Carbon balance of an intensively grazed temperate pasture in two climatically contrasting years
Mudge, P.L., Wallace, D.F., Rutledge, S., Campbell, D.I., Schipper, L.A. & Hosking, C.L. (2011). Carbon balance of an intensively grazed temperate pasture in two climatically contrasting years. Agriculture, Ecosystems & Environment, 144(1), 271-280.

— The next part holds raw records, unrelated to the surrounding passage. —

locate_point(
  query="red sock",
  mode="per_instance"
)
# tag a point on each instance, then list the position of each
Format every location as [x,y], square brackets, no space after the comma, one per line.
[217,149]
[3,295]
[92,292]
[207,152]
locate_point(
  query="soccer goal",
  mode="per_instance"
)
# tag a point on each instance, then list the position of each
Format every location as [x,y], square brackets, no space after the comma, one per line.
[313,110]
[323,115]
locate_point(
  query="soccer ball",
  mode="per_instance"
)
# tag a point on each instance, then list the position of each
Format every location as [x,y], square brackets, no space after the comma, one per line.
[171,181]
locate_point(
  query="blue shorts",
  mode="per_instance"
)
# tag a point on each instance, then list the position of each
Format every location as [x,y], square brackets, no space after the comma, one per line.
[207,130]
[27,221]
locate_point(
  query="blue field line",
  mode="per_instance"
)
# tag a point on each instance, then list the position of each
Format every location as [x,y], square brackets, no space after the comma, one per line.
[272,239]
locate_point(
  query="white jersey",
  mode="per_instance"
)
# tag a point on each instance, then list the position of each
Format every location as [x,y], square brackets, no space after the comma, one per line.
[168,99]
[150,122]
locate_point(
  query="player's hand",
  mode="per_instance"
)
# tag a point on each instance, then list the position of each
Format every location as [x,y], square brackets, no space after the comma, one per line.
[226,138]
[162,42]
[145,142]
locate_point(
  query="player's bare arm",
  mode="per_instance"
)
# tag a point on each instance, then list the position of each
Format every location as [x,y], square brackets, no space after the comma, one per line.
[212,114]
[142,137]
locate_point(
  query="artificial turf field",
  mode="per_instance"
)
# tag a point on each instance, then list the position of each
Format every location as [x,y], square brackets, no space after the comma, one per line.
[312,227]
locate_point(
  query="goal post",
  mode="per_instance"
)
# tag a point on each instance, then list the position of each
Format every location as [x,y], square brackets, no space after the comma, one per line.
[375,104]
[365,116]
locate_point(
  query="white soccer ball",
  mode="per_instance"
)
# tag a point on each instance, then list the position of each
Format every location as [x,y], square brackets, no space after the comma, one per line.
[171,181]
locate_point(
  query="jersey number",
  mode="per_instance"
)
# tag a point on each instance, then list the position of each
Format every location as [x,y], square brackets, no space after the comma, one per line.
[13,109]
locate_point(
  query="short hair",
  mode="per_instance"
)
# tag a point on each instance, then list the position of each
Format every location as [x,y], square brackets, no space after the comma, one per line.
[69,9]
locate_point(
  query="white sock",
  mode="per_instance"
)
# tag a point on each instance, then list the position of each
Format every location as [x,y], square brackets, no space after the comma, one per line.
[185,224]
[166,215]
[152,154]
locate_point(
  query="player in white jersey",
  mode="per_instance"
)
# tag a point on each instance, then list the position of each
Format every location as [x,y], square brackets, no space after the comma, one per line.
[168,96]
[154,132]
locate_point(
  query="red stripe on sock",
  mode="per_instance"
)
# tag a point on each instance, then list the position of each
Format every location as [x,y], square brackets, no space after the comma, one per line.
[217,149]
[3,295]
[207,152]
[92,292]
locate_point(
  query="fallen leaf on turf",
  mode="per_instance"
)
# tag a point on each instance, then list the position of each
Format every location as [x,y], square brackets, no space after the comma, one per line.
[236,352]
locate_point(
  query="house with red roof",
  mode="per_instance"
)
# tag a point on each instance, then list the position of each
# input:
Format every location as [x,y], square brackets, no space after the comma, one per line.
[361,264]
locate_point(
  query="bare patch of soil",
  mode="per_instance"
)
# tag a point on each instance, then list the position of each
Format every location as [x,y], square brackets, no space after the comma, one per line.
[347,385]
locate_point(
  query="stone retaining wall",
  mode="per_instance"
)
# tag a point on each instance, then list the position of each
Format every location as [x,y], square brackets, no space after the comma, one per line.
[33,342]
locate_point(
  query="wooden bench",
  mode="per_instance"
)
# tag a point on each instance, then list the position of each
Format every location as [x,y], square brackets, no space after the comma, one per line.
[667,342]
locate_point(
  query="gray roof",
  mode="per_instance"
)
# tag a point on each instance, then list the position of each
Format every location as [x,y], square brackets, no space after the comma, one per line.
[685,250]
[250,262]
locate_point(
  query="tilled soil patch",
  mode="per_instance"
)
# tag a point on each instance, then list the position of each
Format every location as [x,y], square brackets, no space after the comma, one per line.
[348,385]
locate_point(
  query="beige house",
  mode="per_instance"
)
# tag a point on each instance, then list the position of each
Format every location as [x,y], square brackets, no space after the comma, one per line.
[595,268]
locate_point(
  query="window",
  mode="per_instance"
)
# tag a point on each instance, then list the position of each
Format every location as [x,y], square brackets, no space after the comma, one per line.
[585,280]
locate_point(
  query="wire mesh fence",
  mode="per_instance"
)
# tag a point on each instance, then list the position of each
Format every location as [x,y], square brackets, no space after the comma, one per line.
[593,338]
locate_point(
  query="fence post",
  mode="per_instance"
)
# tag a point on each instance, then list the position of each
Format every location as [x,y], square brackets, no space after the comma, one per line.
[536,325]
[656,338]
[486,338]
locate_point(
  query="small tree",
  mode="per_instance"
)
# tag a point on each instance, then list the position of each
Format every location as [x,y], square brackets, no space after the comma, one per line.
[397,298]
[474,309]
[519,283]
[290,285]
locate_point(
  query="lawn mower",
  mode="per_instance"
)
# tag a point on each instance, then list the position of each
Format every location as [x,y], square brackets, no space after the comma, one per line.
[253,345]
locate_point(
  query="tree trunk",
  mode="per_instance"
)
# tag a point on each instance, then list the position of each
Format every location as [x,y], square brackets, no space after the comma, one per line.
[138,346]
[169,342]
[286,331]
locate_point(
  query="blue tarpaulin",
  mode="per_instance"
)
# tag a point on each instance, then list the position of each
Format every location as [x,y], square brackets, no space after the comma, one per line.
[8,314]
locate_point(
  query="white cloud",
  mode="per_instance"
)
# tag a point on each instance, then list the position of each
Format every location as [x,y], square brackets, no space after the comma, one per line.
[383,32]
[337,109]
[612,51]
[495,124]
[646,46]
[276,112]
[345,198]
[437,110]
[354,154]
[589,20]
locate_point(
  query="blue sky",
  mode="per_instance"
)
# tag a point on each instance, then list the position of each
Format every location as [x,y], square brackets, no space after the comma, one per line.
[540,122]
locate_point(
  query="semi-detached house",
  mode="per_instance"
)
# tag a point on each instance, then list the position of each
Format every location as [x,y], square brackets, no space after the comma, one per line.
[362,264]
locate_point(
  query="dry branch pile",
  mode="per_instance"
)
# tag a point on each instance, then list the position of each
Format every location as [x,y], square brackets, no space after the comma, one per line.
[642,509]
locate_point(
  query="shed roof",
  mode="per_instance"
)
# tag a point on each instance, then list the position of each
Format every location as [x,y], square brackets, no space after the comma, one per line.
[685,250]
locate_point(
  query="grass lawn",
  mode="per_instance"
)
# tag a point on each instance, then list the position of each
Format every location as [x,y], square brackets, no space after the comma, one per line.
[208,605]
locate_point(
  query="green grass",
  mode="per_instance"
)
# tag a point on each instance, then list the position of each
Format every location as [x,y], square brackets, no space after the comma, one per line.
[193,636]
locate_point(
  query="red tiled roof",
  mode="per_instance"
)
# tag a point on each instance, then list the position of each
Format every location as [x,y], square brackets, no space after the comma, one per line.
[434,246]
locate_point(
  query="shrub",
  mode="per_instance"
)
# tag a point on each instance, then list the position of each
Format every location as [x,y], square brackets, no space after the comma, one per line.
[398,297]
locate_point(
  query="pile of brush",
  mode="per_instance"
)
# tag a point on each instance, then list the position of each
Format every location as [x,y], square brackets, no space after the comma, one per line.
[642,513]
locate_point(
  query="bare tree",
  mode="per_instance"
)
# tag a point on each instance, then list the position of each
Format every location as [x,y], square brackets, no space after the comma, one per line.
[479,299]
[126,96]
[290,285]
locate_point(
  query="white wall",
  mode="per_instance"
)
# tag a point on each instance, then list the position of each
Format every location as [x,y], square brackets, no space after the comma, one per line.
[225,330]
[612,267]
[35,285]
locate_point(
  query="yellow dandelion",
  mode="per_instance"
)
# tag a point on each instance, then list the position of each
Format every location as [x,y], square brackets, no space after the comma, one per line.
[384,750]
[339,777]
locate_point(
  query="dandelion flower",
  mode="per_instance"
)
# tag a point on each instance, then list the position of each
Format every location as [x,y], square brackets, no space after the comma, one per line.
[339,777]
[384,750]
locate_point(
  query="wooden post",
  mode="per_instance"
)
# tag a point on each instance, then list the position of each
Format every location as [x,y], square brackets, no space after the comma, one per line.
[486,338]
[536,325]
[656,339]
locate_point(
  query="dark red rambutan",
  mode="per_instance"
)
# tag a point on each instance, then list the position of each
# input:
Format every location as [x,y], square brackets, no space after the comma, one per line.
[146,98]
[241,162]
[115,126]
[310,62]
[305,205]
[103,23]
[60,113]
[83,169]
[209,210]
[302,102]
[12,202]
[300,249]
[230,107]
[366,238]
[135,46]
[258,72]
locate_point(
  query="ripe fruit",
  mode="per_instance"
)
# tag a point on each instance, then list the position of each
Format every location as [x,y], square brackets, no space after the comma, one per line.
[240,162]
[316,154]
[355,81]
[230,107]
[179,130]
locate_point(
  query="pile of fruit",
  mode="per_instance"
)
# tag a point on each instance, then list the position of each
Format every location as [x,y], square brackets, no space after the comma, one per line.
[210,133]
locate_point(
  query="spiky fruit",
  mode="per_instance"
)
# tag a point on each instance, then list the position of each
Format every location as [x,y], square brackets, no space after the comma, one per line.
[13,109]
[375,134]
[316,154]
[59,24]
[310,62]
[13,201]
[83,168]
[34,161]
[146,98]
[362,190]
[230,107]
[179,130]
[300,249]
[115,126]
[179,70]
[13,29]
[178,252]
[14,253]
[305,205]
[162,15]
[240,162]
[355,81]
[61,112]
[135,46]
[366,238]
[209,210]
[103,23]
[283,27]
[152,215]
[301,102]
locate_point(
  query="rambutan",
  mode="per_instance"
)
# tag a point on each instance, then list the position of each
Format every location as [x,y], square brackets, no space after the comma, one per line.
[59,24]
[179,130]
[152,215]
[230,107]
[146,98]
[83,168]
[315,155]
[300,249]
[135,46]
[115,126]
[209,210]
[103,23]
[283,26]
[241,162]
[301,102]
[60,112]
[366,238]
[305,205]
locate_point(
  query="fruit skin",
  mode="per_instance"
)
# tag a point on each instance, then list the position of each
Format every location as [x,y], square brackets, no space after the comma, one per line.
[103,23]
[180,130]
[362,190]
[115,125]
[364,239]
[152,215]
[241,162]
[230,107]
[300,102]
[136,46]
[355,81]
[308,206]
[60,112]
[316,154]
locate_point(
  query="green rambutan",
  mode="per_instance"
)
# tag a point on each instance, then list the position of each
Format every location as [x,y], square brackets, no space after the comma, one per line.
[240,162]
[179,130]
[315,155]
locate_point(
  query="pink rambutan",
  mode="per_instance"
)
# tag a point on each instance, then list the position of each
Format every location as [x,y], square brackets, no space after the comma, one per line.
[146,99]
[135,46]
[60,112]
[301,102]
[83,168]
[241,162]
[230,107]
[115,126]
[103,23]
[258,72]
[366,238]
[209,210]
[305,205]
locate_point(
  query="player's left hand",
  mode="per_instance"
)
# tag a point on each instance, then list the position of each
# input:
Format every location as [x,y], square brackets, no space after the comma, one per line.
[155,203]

Permanent Research Commons link: https://hdl.handle.net/10289/5855
Grazed grasslands occupy 26% of the earth's ice free land surface and are therefore an important component of the global C balance. In New Zealand, pastoral agriculture is the dominant land use and recent research has shown that soils under intensive dairy pastures have lost large amounts of carbon (∼1000 kg C ha⁻¹ y⁻¹) during the past few decades. The objective of this research was to determine the net ecosystem carbon balance (NECB) of an intensively grazed dairy pasture in New Zealand. Net ecosystem CO₂ exchange (NEE) was measured using an eddy covariance (EC) system from 1 January 2008 to 31 December 2009. Other C imports (feed) and exports (milk, methane, leaching, and harvested biomass) were calculated from farm production data and literature values. During 2008 there was a one in 100 year drought during summer/autumn, which was followed by a very wet winter. There were no prolonged periods of above or below average rainfall or soil moisture in 2009, but temperatures were consistently lower than 2008. The severe summer/autumn drought during 2008 caused a loss of CO₂ to the atmosphere, but annual NEE remained negative (a CO₂ sink, −1610 ± 500 kg C ha⁻¹), because CO₂ lost during the drought was regained during the winter and spring. The site was also a net CO₂ sink during 2009 despite the colder than usual conditions (−2290 ± 500 kg C ha⁻¹). Including C imports and exports in addition to CO₂ exchange revealed that the site was a C sink in both years, with a NECB of 590 ± 560 kg C ha⁻¹ in 2008, and 900 ± 560 kg C ha⁻¹ in 2009. The C sequestration found in this study is in agreement with most other Northern Hemisphere EC studies of grazed pastures on mineral soils, but is not consistent with the large C losses reported for soils under dairy pastures throughout New Zealand. In the current study (like many other EC studies) the influence of climatic conditions and management practices on the annual C balance was only semi-quantitatively assessed. An extended period of EC measurements combined with modelling is required to more accurately quantify the effect of different climatic conditions on the annual C balance, and the influence of different management practices needs to be quantified using specifically designed studies (such as paired EC towers), so that practices which minimise C losses and maximise C sequestration can be identified.